The addition of two armed resource officers has been approved by the Lynchburg-Clay Board of Education, superintendent Brett Justice said Monday.
Justice said the board already had one resource officer that was hired in September of 2016, and that the board approved hiring two more at its April 16 meeting. He said the school district hopes to have the two new officers in place by the beginning of the 2018-19 school year, and that one will be stationed at each building in the school district.
The officers will likely rotate from building to building, Justice said.
“We want each one to know exactly everything that’s going on in each building,” Justice said.
Ever since the school district hired its first resource officer, Justice said he has discussed whether or not an additional officer or officers were needed with the school board and administrators. He said the topic has been brought up in open session at recent school board meetings each time there was a school shooting somewhere around the country.
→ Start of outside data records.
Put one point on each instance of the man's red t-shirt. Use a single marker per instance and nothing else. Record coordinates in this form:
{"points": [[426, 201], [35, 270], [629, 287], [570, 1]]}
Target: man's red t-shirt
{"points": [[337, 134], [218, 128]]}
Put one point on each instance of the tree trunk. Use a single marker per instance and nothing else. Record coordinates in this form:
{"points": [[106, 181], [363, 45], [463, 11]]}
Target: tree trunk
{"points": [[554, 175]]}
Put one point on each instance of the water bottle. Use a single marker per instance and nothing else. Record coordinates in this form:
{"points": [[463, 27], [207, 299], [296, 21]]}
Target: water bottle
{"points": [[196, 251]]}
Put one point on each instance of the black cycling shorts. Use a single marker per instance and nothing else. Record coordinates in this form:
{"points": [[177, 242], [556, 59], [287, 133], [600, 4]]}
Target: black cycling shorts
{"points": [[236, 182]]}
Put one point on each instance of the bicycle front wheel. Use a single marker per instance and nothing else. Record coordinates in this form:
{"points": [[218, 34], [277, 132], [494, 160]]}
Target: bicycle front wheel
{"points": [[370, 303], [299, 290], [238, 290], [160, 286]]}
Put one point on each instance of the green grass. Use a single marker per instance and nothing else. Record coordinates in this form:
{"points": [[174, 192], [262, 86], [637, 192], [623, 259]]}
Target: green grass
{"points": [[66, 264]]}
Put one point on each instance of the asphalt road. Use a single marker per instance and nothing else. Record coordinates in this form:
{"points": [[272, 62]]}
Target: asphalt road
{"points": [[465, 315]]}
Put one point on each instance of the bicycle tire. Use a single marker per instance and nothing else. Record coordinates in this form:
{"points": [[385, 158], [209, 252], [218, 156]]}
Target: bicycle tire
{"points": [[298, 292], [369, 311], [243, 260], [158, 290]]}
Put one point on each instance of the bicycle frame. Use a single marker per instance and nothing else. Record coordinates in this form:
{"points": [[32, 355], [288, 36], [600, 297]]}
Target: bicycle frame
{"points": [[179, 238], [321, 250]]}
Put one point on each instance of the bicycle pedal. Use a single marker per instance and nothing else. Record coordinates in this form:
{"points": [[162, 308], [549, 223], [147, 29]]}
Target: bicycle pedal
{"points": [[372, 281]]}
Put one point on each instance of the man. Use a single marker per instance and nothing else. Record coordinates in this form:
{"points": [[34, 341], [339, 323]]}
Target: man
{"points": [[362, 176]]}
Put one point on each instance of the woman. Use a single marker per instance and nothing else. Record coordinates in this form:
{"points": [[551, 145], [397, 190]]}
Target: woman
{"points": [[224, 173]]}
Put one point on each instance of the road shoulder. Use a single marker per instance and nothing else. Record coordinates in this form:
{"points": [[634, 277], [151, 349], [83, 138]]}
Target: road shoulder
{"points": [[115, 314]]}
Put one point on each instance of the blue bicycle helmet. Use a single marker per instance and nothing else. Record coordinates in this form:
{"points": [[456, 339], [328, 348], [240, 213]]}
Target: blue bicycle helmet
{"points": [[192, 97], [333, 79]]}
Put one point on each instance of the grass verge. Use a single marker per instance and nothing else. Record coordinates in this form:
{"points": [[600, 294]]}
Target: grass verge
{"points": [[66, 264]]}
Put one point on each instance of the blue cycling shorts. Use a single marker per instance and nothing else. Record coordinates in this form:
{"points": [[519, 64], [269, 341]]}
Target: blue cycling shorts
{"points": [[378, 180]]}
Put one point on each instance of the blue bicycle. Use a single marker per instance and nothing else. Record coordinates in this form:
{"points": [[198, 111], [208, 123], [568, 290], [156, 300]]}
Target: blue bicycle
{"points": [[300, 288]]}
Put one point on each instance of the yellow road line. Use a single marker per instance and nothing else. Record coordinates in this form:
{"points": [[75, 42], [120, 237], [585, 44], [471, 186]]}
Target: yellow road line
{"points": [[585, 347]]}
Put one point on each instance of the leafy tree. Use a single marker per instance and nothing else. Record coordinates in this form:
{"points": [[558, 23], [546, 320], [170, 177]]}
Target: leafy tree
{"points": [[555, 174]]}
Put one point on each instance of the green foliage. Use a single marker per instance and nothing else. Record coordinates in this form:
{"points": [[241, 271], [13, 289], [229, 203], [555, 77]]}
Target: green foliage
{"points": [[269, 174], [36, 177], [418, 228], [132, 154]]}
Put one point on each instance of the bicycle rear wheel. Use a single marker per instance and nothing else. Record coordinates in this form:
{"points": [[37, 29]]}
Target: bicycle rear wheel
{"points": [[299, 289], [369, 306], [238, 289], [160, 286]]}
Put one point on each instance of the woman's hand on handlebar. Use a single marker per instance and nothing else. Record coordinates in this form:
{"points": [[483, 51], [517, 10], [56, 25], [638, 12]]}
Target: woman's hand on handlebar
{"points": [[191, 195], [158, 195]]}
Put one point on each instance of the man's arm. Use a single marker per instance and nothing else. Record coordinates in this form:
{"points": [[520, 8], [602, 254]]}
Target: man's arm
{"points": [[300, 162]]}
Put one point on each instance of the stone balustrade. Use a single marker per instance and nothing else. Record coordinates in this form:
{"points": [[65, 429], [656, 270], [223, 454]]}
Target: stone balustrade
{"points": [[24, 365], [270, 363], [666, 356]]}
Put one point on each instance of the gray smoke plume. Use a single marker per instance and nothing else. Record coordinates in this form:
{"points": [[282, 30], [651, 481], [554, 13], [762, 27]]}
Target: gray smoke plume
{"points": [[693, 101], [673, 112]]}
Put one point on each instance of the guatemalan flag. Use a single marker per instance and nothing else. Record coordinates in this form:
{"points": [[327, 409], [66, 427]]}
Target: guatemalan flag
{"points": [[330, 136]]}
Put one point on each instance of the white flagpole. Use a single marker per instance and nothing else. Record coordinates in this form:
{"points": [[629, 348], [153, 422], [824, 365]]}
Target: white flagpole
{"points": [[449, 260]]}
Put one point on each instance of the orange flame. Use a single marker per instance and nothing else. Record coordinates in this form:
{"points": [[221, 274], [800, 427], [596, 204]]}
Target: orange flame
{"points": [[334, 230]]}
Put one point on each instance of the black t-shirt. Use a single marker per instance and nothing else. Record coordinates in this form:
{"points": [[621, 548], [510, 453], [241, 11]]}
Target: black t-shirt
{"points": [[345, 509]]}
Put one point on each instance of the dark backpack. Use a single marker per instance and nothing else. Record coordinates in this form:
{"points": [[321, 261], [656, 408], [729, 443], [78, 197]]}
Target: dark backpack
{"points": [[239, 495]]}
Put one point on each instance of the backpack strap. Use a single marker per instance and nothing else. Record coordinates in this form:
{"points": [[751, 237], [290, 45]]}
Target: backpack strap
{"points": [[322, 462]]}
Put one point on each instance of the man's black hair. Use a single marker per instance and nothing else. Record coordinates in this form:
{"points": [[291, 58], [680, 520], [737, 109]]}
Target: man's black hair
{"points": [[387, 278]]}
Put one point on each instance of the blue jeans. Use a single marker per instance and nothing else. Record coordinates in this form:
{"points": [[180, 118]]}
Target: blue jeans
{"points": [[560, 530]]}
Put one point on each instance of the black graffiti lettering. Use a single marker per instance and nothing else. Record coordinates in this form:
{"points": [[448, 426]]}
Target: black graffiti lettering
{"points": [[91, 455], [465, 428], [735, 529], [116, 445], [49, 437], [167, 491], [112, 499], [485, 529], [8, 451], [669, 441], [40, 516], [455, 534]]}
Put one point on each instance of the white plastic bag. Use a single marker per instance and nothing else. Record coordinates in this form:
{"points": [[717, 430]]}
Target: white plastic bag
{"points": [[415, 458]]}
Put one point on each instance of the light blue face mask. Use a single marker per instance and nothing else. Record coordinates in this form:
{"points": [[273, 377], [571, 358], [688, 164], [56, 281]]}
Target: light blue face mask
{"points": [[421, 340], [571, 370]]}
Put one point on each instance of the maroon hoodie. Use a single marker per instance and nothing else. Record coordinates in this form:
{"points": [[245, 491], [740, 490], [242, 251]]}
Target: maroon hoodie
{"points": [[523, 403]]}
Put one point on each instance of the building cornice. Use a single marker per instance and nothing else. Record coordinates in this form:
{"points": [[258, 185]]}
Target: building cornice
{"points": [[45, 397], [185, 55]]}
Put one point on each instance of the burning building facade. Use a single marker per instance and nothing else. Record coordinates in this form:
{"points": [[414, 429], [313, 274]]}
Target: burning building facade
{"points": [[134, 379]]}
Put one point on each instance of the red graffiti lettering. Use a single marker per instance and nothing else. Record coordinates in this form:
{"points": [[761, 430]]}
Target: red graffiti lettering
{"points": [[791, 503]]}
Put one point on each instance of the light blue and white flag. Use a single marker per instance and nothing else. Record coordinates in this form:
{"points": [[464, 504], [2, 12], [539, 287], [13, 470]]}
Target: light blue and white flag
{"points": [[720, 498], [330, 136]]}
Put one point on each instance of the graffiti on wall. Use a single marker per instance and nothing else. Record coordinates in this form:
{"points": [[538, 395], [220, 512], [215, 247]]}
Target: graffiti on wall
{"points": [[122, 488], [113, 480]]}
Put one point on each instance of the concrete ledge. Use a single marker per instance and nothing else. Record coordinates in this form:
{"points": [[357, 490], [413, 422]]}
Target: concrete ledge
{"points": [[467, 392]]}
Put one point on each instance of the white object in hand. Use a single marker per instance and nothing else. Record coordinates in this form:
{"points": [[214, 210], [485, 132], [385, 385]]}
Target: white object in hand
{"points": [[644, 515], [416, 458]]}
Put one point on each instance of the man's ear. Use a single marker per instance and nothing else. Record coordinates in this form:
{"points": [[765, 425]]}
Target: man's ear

He said all the building administrators were is support of adding two more resource officers and that the staff was “very happy with the decision.”
Part of the reason the Lynchburg-Clay School District needs resource officers at each building, Justice said, is because without them, it could take law enforcement several minutes to arrive on the scene in the event of some kind of emergency.
“We live in a scary world and it does make you a little nervous,” Justice said. “It gives you a feeling of safety knowing that you do have someone there.”
All three officers next year will be on the school grounds whenever school is in session, Justice said, and they will also be on duty before and after the actual school day, checking locations where school buses pick children up before school and drop them off after school.
He said they will have many other duties including: working with the building administrators to develop school leadership; being visible anytime a lot of students are in one area like when classes are changing and at lunch; being liaisons to other law enforcement and emergency responders; patrolling parking areas and other locations looking for anything out of the ordinary; helping with traffic control; working ball games and other extra curricular activities; presenting classroom programs similar to what the county’s now defunct DARE program used to do; working on crime prevention; and serving in an advisory role when they think students might be involved in something they should not be.
“It’s surprising the rapport they can develop just walking around and interacting with the kids,” Justice said. “We want them to be very visible to the community. That’s why we want them at school functions.”
The resource officers will be asked to be the school district’s first responders, Justice said.
“Hopefully it will give everyone a little bit of comfort knowing we have someone at each campus in the event that something would happen,” Justice said.